減考揺思 #159 (2026/06/30)

 ポケットサイズの電子小窓を眺めるのが嫌いなのだ。
 今どきの携帯電話のこと。

 元々電話が好きでないのもある。
 いつどこからでもどこに居てもかかってくるなどは勘弁してほしい。
 だからやむ無く持つようになったのは家族のなかでは一番後。

 昨今世界ではこれが、とくに子供たちへの悪影響から法的に禁じる動きがあるようだ。
 私的には、そこまで人とのつながりや見ないで居られず離せない思いが、分からない。

 とはいえSNSと称する以前1980年代のパソコン通信、会員が自由に文章を書き込める電子掲示板は初期から興味深く参加していた。
 2000年頃開始のインターネット上での画像掲載可能で一般化したのへも違和感無く参加。
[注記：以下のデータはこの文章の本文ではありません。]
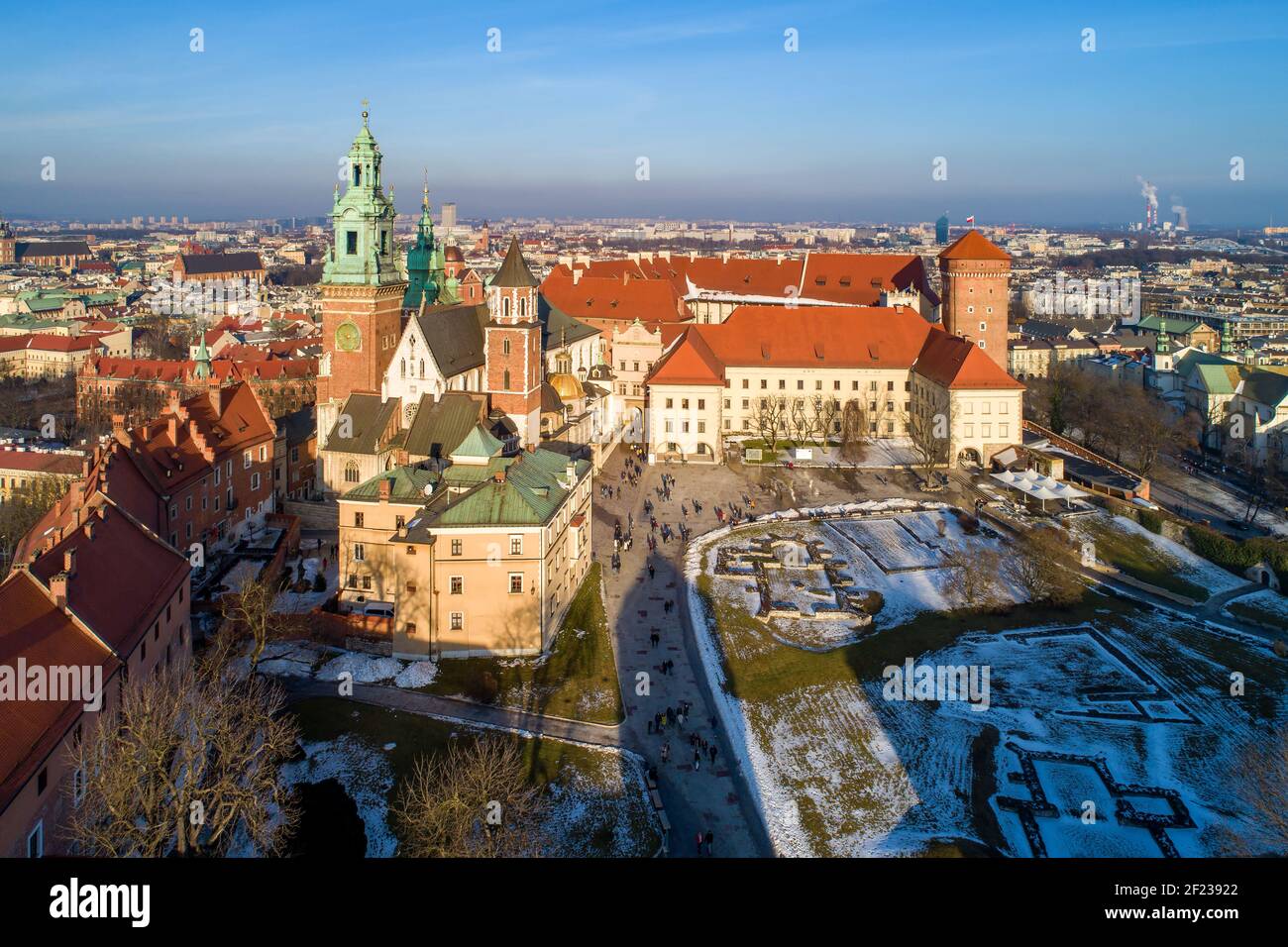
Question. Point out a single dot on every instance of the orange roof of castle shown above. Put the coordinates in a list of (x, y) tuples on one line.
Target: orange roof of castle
[(974, 245)]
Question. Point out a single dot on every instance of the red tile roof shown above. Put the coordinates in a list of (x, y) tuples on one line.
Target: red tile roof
[(974, 245), (605, 298), (954, 363), (44, 342), (812, 337), (180, 444), (124, 574)]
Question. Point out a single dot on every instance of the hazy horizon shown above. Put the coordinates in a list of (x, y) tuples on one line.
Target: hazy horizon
[(1033, 129)]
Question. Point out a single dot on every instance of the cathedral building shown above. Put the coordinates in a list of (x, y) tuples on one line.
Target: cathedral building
[(437, 390), (402, 333)]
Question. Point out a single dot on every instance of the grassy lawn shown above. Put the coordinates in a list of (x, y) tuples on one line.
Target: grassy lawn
[(816, 697), (784, 445), (1140, 560), (578, 680), (597, 812)]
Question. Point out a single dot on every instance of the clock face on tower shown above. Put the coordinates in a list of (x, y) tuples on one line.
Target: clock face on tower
[(348, 338)]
これらはパソコン連携の時代。
 カメラのデジタル化が功を奏して映像は間もなく動画化。市民皆がテレビ局に。
 
 それがG・A・F・A・Mなど米国企業が世界のネットを牛耳ってケータイ小窓は国境を越えて彼らのサイフへ米国の収入に大きく貢献。
 爆発的な広がりは老若男女がいつでもどこでも何でも見せられ「カモられる」時代へ。

 さらに昨今の他人を貶めつつ収入につながるという面白競争。奇抜さを競い目を引くあの手この手玉石混交。金集め情報の大渦。
 嘘か真かなど問題ではないとなれば、犯罪の匂いも国をまたいで闇の中。

 いやはやもはや私など興味も起きようなく。
 肌見放さず持ち歩くことさえ薄気味悪し。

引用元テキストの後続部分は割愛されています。